C'est quand même incroyable ce besoin irascible d'être candidat, envers et contre tout.
Prenons un exemple local, Jean Calvet. Élu conseiller général en 2004, sous l'étiquette Verts-PS, il est réélu avec la même étiquette un an et demi plus tard en raison du recours fallacieux de la droite. Verts et socialistes, même des militants de la LCR, se sont mobilisés pour sa réélection, garante de la majorité de gauche au Conseil général de Seine-et-Marne. Les gens qui ont voté et milité pour lui l'ont donc fait dans le soucis de permettre à la gauche de conserver la majorité dans le département.
Il y a quelques mois, les Verts sont entrés dans le processus de désignation de leurs candidats aux législatives. Nous nous sommes réunis, militants de la 8e circonscription de Seine-et-Marne, et nous avons voté. Antoine a gagné aux deux tiers des voix contre Jean Calvet. Sans appel.

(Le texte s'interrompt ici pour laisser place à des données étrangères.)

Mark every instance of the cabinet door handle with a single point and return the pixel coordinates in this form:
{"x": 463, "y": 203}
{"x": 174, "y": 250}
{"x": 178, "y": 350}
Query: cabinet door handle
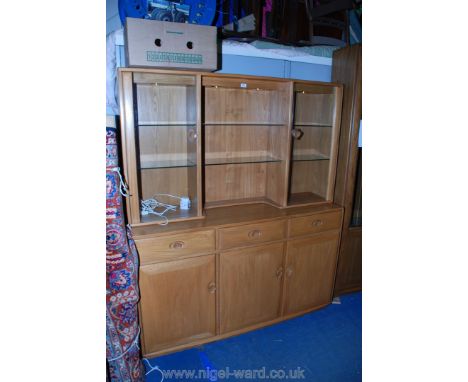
{"x": 317, "y": 223}
{"x": 177, "y": 245}
{"x": 212, "y": 287}
{"x": 254, "y": 234}
{"x": 279, "y": 272}
{"x": 192, "y": 135}
{"x": 297, "y": 133}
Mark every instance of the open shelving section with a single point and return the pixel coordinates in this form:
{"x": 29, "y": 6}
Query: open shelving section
{"x": 222, "y": 140}
{"x": 315, "y": 142}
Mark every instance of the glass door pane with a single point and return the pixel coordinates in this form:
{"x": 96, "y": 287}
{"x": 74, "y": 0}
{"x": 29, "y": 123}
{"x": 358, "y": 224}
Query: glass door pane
{"x": 314, "y": 140}
{"x": 166, "y": 142}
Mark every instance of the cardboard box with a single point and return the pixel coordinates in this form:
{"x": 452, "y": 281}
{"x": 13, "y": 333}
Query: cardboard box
{"x": 161, "y": 44}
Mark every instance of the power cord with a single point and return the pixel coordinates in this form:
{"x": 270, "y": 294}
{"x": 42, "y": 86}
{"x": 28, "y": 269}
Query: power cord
{"x": 153, "y": 368}
{"x": 149, "y": 206}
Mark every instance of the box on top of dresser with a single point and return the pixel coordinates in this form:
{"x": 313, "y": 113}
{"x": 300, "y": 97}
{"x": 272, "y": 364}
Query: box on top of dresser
{"x": 162, "y": 44}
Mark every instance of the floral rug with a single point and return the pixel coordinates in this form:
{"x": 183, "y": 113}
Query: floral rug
{"x": 122, "y": 294}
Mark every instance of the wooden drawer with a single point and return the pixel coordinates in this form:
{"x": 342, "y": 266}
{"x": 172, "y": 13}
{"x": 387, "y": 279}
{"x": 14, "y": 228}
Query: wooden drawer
{"x": 172, "y": 247}
{"x": 251, "y": 234}
{"x": 315, "y": 223}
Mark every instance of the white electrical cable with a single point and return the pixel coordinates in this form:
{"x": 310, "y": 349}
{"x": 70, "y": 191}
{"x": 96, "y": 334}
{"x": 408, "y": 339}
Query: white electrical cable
{"x": 123, "y": 188}
{"x": 154, "y": 368}
{"x": 135, "y": 342}
{"x": 148, "y": 206}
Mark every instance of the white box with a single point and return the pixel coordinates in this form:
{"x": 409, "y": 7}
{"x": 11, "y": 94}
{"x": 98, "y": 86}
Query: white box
{"x": 161, "y": 44}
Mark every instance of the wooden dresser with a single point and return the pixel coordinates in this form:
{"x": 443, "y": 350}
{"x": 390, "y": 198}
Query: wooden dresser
{"x": 240, "y": 268}
{"x": 256, "y": 159}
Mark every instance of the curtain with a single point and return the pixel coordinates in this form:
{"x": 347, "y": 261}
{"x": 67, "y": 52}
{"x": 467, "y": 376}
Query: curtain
{"x": 122, "y": 294}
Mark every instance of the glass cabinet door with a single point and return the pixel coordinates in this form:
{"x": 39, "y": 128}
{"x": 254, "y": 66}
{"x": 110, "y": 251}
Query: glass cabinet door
{"x": 314, "y": 143}
{"x": 166, "y": 146}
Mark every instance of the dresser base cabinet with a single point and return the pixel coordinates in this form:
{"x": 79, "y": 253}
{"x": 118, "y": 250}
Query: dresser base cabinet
{"x": 310, "y": 271}
{"x": 250, "y": 286}
{"x": 178, "y": 302}
{"x": 266, "y": 265}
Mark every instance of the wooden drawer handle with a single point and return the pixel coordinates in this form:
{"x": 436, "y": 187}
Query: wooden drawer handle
{"x": 212, "y": 287}
{"x": 255, "y": 234}
{"x": 279, "y": 272}
{"x": 177, "y": 245}
{"x": 317, "y": 223}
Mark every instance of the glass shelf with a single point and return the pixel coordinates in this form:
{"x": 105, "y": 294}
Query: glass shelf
{"x": 243, "y": 124}
{"x": 167, "y": 164}
{"x": 166, "y": 123}
{"x": 309, "y": 157}
{"x": 312, "y": 124}
{"x": 241, "y": 160}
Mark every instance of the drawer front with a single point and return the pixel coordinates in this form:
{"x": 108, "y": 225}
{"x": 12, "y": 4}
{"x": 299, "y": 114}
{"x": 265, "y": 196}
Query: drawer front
{"x": 172, "y": 247}
{"x": 251, "y": 234}
{"x": 315, "y": 223}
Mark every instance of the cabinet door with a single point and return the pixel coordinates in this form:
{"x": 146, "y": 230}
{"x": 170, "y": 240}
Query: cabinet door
{"x": 160, "y": 120}
{"x": 250, "y": 286}
{"x": 310, "y": 271}
{"x": 177, "y": 302}
{"x": 315, "y": 143}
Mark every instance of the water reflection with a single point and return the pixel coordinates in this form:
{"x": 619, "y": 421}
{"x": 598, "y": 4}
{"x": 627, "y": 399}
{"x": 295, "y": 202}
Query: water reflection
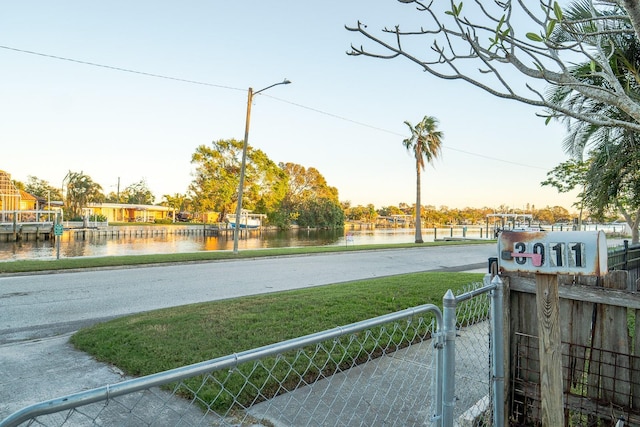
{"x": 173, "y": 243}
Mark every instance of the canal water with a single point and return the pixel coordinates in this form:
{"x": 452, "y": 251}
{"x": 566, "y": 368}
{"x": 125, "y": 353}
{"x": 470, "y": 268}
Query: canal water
{"x": 176, "y": 243}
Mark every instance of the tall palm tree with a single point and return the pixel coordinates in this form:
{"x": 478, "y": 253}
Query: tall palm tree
{"x": 611, "y": 180}
{"x": 424, "y": 143}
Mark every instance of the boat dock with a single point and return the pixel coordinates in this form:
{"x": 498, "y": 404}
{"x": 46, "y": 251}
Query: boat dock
{"x": 26, "y": 231}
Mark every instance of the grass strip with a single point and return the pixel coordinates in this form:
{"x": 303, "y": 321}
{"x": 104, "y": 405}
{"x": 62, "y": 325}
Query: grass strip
{"x": 22, "y": 266}
{"x": 156, "y": 341}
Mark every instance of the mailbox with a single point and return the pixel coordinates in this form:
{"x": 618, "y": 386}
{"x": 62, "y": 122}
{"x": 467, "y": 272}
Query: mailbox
{"x": 553, "y": 252}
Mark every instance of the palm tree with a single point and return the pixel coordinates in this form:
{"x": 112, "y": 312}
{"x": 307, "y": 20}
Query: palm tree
{"x": 425, "y": 144}
{"x": 611, "y": 180}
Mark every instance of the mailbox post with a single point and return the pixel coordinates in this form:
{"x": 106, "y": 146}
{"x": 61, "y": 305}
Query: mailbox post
{"x": 548, "y": 254}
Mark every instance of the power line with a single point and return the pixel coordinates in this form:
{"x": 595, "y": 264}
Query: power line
{"x": 126, "y": 70}
{"x": 315, "y": 110}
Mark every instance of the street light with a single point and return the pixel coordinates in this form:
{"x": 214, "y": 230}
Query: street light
{"x": 236, "y": 231}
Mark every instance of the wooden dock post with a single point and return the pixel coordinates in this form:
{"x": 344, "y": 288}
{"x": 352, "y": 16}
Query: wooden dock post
{"x": 550, "y": 350}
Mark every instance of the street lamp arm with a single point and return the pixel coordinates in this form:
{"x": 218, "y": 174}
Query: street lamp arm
{"x": 251, "y": 93}
{"x": 284, "y": 82}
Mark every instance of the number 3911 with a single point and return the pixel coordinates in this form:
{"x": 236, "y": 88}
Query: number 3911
{"x": 554, "y": 254}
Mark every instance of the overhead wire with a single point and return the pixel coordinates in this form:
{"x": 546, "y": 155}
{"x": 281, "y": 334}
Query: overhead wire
{"x": 335, "y": 116}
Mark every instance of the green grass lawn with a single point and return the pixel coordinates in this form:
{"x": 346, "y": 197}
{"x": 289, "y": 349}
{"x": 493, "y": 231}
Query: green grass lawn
{"x": 164, "y": 339}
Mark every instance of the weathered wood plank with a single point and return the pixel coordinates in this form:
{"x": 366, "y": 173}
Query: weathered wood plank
{"x": 619, "y": 298}
{"x": 550, "y": 349}
{"x": 611, "y": 324}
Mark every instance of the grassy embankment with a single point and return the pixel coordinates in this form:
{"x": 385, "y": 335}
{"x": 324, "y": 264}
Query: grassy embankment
{"x": 151, "y": 342}
{"x": 164, "y": 339}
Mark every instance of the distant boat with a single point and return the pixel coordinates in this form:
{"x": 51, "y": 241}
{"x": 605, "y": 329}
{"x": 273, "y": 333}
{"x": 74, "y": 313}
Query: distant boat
{"x": 246, "y": 221}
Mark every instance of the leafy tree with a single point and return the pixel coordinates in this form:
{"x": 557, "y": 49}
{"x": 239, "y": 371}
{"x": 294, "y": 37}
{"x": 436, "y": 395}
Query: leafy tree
{"x": 511, "y": 49}
{"x": 179, "y": 202}
{"x": 320, "y": 212}
{"x": 568, "y": 176}
{"x": 80, "y": 191}
{"x": 307, "y": 193}
{"x": 215, "y": 187}
{"x": 425, "y": 144}
{"x": 41, "y": 188}
{"x": 138, "y": 194}
{"x": 267, "y": 184}
{"x": 613, "y": 181}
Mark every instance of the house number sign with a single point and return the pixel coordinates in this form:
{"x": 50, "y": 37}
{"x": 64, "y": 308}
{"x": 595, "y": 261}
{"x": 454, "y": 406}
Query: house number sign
{"x": 553, "y": 252}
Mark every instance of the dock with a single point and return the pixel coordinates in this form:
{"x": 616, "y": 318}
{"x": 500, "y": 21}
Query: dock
{"x": 26, "y": 231}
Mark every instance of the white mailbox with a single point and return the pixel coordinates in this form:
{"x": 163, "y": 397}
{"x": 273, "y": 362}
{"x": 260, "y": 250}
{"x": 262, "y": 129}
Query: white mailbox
{"x": 553, "y": 252}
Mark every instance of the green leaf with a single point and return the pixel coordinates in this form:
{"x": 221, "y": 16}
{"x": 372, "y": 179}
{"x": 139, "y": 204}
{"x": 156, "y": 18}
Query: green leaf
{"x": 534, "y": 37}
{"x": 557, "y": 11}
{"x": 550, "y": 26}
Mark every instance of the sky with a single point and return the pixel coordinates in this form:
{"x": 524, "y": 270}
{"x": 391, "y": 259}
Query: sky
{"x": 342, "y": 115}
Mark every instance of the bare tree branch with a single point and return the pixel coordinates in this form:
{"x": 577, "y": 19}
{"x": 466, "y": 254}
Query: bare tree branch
{"x": 483, "y": 42}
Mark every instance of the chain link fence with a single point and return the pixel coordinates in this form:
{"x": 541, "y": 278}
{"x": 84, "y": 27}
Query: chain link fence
{"x": 383, "y": 371}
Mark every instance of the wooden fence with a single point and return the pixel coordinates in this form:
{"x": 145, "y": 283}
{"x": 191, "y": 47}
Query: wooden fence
{"x": 599, "y": 352}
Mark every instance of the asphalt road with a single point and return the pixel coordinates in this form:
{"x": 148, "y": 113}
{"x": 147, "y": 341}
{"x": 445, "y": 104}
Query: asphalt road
{"x": 38, "y": 313}
{"x": 38, "y": 306}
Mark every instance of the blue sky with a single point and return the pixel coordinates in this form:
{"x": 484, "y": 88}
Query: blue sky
{"x": 342, "y": 115}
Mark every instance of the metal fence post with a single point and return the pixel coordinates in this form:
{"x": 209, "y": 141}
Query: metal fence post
{"x": 449, "y": 362}
{"x": 439, "y": 374}
{"x": 497, "y": 349}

Or, aujourd'hui, Jean Calvet est candidat pour le Mouvement démocrte de François Bayrou. Oh, bien sûr, son passage des Verts au MD n'est pas trop différent des passages du PS à Génération écologie puis aux Verts. Comme pour les autres transfuges, quels que soient les partis de départ et d'arrivée, les arguments avancés sont d'ordre idéologique et politique. Hélas, c'est bien souvent bassement plus politicien. La plupart des Verts qui partent au MoDem sont des personnes qui n'ont pas été désignées candidates aux prochaines législatives ou municipales. Tout comme Jean Calvet, ces personnes sont souvent déjà élues, sur un programme Vert ; ça ne les empêche de rejoindre en cours de route un autre parti aux objectifs rarement similaires, sinon dans les grandes lignes.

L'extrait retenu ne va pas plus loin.